Abstract

ABSTRACT Large numbers of children in Australia are in long-term out-of-home care (OOHC). Legal frameworks available for their care are long-term foster care, guardianship, and plenary adoption. Views of individuals with OOHC or adoption experience on these legal frameworks were explored via an online survey. A legal framework called simple adoption, which makes children legal members of adoptive families without legally excising them from birth families, was also considered. The respondents (N = 1019) evaluated aspects of these frameworks as strengths or weaknesses from which scores were calculated. Overall, simple adoption had the highest strength score, followed by plenary adoption, guardianship, and long-term foster care. The highest weakness score was for long-term foster care, followed by guardianship, plenary adoption, and simple adoption.
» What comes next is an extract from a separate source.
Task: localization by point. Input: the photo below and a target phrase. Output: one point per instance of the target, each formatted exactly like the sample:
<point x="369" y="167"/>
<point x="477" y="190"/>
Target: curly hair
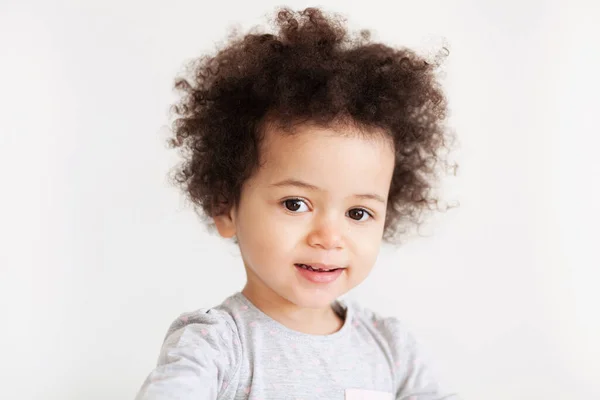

That simple adoption enabled enduring familial relationships between children and their adoptive families while retaining legal identity and legal connection with birth families contributed to its favourable evaluation. IMPLICATIONS The legal severance of children from birth families and the supplanting of legal identity that occurs in plenary adoption makes this form of adoption unacceptable to many. Simple adoption, allowing for children to be full legal members of both their adoptive and birth families and preserving legal identity, makes it attractive to individuals with a variety of experience backgrounds. An exploration of legislative reform to allow for simple adoption in Australia should be undertaken.